Seguramente, a estas alturas, ya habrán leído y visto, entre los humeantes cafés o las espumosas cervezas, que no les escribo para fastidiar más sus preciosas rutinas periodísticas. Quede claro que no pretendo que se les indigeste el cruasán, se quemen los labios o tengan procesos acidificantes en su sistema digestivo.

Digo lo anterior porque difícilmente mis cuatro palabras pueden enturbiar más los fangos políticos, económicos y sociales de este mundo que se desvive cada día por morirse a marchas forzadas. Ahora se invierte más en armas, en odio, en desprecio, en miedo, en terror. Lo tenemos delante de los ojos, lo pagamos con nuestros impuestos y no lo vemos, pero penetra en nuestro subconsciente haciéndonos cómplices callados de esos intereses espurios y depravados de no pocos que se sientan en instituciones que, de ser honorables, procurarían bienestar, salud, cultura...

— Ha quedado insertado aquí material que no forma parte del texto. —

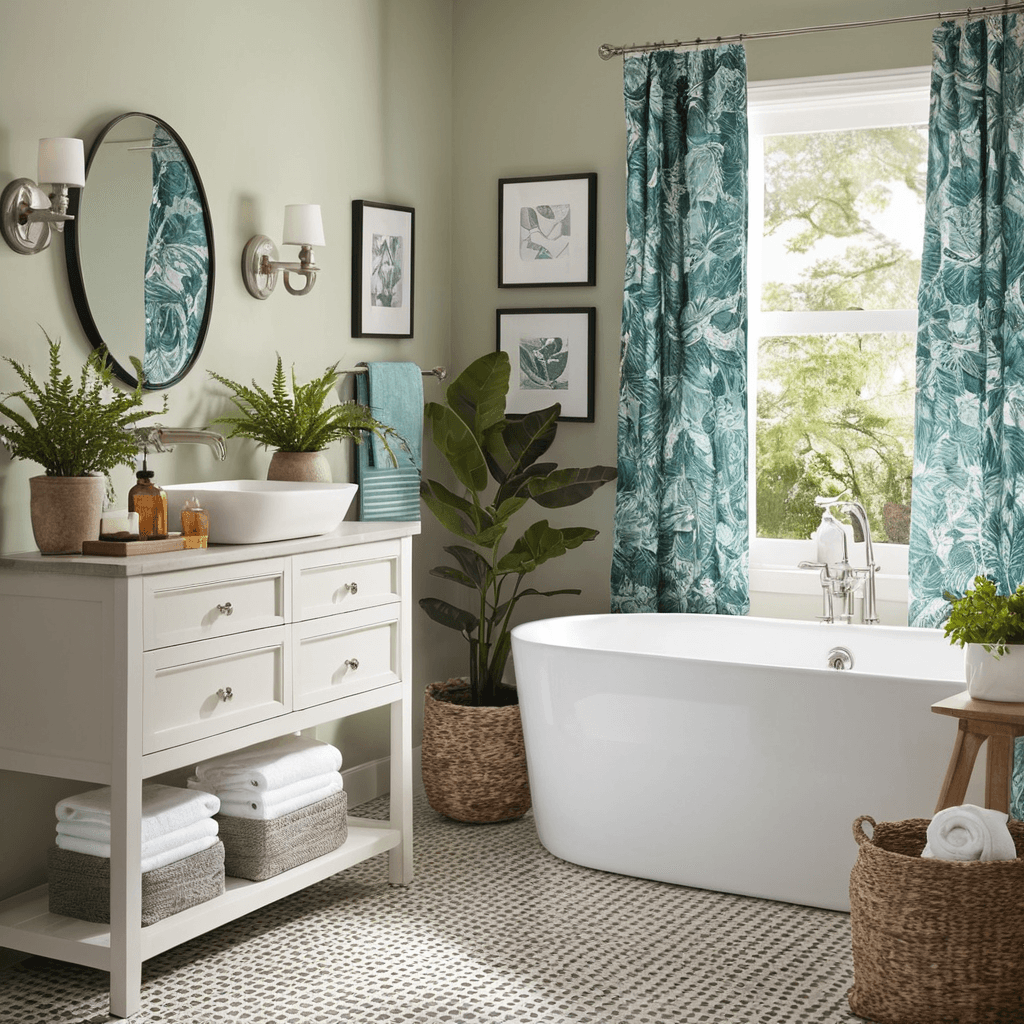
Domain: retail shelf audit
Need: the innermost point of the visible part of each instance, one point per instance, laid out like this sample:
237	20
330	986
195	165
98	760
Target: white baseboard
373	779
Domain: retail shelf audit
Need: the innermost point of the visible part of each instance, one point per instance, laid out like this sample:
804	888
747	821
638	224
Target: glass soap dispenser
151	504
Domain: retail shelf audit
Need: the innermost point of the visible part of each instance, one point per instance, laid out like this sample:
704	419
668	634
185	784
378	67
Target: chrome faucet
839	579
158	438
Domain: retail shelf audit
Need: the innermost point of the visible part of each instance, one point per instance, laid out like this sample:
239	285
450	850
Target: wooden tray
122	549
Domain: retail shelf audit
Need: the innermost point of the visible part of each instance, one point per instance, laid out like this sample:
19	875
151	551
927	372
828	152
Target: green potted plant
78	435
299	425
473	762
989	627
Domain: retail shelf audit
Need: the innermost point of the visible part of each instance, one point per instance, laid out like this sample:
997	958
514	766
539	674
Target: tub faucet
158	438
840	581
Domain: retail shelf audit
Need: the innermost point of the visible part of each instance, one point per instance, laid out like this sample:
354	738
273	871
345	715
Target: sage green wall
324	101
531	96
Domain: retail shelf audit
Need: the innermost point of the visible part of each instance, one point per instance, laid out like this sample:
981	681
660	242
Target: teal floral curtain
177	263
681	516
968	505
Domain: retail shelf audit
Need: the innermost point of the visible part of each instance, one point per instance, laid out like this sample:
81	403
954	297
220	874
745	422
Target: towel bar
439	372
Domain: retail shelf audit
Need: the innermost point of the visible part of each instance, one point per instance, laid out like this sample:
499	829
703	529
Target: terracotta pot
991	678
474	761
66	511
310	467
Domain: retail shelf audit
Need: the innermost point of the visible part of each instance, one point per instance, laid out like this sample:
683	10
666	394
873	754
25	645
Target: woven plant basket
935	941
474	762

En fin, en un futuro, parece ser que no muy lejano, nuestros hijos o nietos serán soldados y los camposantos ampliaran sus instalaciones y alguien hará negocio con las cruces o las lápidas. Veremos seguramente estatuas a los héroes o los desaparecidos. Se harán homenajes y recordatorios a las víctimas… si es que queda alguien en este mundo para contarlo. Les deseo el mejor de los días. La fiesta de la bestia continúa.